The identity of Romanov family remains is not the only controversial subject in the headlines these days. Another Romanov tsar, Alexander I, is also the subject of a renewed identity controversy.
Having recently examined original writings, President of Russian Graphology Society Svetlana Semyonova stated that the handwriting of Tsar Alexander I and that of the “Holy Staretz” Feodor Kuzmich of Tomsk has “absolute similarity” and belong to the same person . How legitimate is this conclusion? The answer to this question comes from Alexander Arkhangelsky, a Ph.D. and author of the biography of Alexander I.
Anything is possible in history. Could Alexander I “simply” have died in Taganrog? Of course. Could he have absconded his imperial throne without abdication and just abandon the empire to its fate, making all subsequent reigns dubious and questionable? Technically the answer is yes. Only in this case this would be the second crime of his life – after a tacit consent to the removal (murder) of his father, Tsar Paul I .
Could Alexander I have become (if he indeed absconded) the Monk Feodor Kuzmich? Probably.
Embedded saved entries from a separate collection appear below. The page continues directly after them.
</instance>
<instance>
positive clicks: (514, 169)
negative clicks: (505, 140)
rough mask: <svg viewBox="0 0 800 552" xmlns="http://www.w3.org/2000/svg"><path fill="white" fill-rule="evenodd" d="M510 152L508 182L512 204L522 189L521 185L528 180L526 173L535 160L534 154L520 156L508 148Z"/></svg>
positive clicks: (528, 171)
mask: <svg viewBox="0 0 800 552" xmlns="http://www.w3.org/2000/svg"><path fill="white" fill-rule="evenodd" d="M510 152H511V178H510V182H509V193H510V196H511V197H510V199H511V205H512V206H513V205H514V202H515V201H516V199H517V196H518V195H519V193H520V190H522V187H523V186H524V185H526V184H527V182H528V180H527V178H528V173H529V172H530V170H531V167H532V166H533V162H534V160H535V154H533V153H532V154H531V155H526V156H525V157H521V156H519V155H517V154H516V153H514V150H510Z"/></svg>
But we must work only with real facts, separating them from interpretations. And to be honest: some of these “facts” we know, some of them we assume, and some of them are just myths.
Hence, the very biased sounding conclusion in the title of a recent historic conference – “Alexander I – Saint Feodor of Tomsk” – automatically precludes the participation of any serious scientist.
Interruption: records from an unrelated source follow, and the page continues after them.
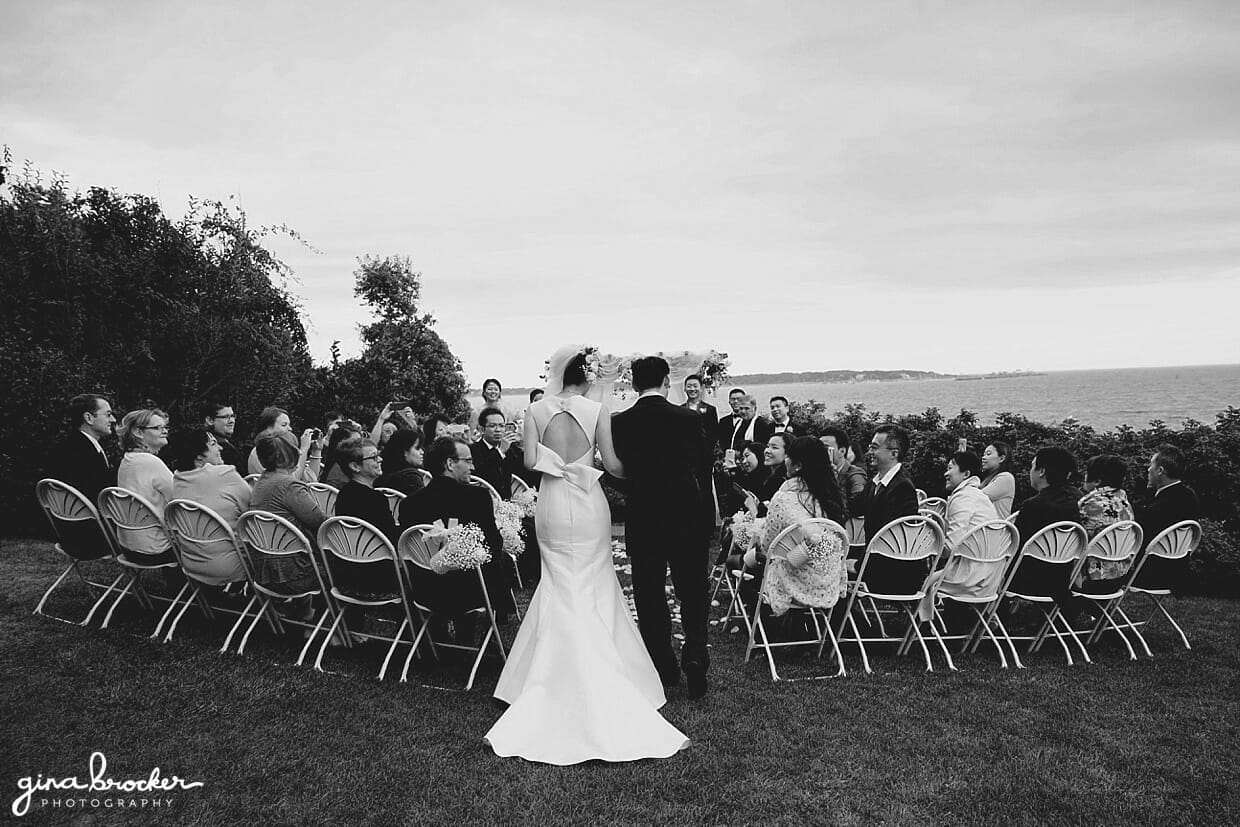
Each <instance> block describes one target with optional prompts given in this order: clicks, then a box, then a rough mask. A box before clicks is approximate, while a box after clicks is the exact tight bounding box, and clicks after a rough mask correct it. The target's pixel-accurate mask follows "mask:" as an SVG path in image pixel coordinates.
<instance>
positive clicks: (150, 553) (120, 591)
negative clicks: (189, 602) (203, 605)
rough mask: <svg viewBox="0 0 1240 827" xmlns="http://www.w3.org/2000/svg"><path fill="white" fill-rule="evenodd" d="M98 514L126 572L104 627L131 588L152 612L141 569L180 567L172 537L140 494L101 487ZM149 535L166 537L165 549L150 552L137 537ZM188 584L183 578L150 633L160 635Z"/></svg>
mask: <svg viewBox="0 0 1240 827" xmlns="http://www.w3.org/2000/svg"><path fill="white" fill-rule="evenodd" d="M99 517H102V518H103V523H104V526H107V527H108V529H109V531H110V532H112V539H113V542H115V544H117V549H118V552H119V553H118V554H117V562H118V563H120V565H122V567H123V568H124V575H125V586H124V588H123V589H122V590H120V594H119V595H117V599H115V600H113V603H112V606H109V608H108V614H107V615H104V616H103V624H102V625H100V629H107V627H108V624H110V622H112V615H113V614H114V613H115V611H117V606H119V605H120V604H122V601H123V600H124V599H125V595H126V594H129V590H130V589H133V590H134V596H136V598H138V601H139V603H140V604H141V605H143V608H145V609H146V610H149V611H151V613H153V614H154V611H155V604H154V603H153V596H151V594H150V593H149V591H146V588H145V586H143V582H141V574H143V572H155V570H159V569H180V568H181V567H180V564H179V563H177V562H176V552H175V551H174V549H172V541H171V538H169V537H167V531H165V528H164V521H162V520H161V518H160V516H159V513H156V512H155V507H154V506H153V505H151V503H150V502H149V501H148V500H146V498H145V497H143V496H141V495H139V493H134V492H133V491H128V490H125V489H122V487H117V486H113V487H110V489H104V490H103V491H100V492H99ZM151 536H161V537H164V538H166V539H167V543H169V551H167V553H164V552H160V553H157V554H151V553H150V552H146V551H145V549H143V548H141V542H140V538H144V537H151ZM188 588H190V583H188V580H186V582H185V584H184V585H181V588H180V589H179V590H177V593H176V596H174V598H172V600H171V603H169V605H167V609H166V610H165V611H164V614H162V615H161V616H160V619H159V621H157V622H156V624H155V631H154V632H151V635H150V636H151V637H156V639H157V637H159V636H160V634H161V632H162V630H164V624H165V622H166V621H167V619H169V617H170V616H171V614H172V609H174V608H175V606H176V604H177V603H180V600H181V598H182V596H184V595H185V593H186V590H187V589H188ZM155 599H159V600H166V599H167V598H164V596H162V595H160V596H157V598H155Z"/></svg>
First, the conference should have been called something along the lines of: “Alexander I and the Staretz Feodor Kuzmich: the Problem of Identity.” Not the best of titles either, but at least more clear on what this is about.
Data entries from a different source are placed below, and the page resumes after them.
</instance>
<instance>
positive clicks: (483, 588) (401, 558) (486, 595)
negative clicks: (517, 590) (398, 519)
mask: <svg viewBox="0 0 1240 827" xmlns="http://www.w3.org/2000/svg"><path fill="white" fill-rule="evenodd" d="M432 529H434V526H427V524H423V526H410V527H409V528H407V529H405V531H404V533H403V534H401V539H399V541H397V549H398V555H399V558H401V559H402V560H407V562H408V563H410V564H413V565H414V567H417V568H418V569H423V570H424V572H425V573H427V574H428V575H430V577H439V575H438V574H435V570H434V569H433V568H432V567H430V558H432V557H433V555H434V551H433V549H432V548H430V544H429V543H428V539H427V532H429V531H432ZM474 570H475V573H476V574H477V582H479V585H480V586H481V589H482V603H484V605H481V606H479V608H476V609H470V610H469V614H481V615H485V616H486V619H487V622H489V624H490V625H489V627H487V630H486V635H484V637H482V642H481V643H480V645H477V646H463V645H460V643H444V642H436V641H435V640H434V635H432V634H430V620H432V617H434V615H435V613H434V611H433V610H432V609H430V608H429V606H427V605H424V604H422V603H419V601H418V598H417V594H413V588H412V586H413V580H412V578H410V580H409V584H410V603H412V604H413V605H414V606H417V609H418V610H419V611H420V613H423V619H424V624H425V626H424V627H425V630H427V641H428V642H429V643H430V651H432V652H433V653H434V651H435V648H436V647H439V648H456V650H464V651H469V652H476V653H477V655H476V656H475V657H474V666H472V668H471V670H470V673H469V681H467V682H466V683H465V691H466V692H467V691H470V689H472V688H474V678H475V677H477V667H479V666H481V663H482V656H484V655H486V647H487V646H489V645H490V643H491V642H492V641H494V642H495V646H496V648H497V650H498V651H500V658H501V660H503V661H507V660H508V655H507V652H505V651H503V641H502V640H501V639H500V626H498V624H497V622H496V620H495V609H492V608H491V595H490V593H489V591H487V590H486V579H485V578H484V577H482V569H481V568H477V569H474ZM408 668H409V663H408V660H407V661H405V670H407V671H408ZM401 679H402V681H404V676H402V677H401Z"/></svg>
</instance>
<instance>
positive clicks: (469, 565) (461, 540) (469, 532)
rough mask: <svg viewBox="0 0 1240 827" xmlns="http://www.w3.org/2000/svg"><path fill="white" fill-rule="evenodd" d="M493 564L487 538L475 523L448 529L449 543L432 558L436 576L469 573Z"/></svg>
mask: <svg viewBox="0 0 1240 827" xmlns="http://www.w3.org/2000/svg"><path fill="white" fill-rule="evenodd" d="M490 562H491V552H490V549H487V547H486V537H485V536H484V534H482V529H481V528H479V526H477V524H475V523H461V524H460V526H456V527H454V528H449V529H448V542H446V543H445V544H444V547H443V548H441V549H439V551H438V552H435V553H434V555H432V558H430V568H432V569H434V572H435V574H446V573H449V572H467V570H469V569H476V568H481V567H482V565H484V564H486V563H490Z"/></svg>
Second, in order to trust the findings of graphologists, we should know them not just as authors of some interesting publications, but as legitimate specialists in the field of forensics. If a particular graphologist who was able to solve dozens of major crimes would verify the handwriting of the Tsar and the monk, based on his or her her actual professional practice, and then come to a conclusion, we could then discuss these findings. Not take them for granted, mind you, but at least analyze them. But when the participating graphologists are not even particularly well known in the field of forensics, this leads to certain doubts.
As for the author of this sensationalist statement, Svetlana Semyonova, her only work found the Internet was devoted to the suicide note of the poet Marina Tsvetaeva in Yelabug. There, based on tracing particular letters, conclusions were made about the poet’s state of mind, and a concept was created. Standing alone this concept is good- Tsvetaeva was pressured by NKVD, but how much of it actually resembles scientifically established truth – cannot be judged.
Conclusion: in order to discuss the identity of the Tsar and the Monk based on the analysis of their handwriting, this analysis needs to be performed by a professional graphologist/criminologist. And then we may only discuss it, as even genetic analysis is not always considered absolute “proof”.
At this time there is nothing to even discuss – guesswork is not appropriate for science.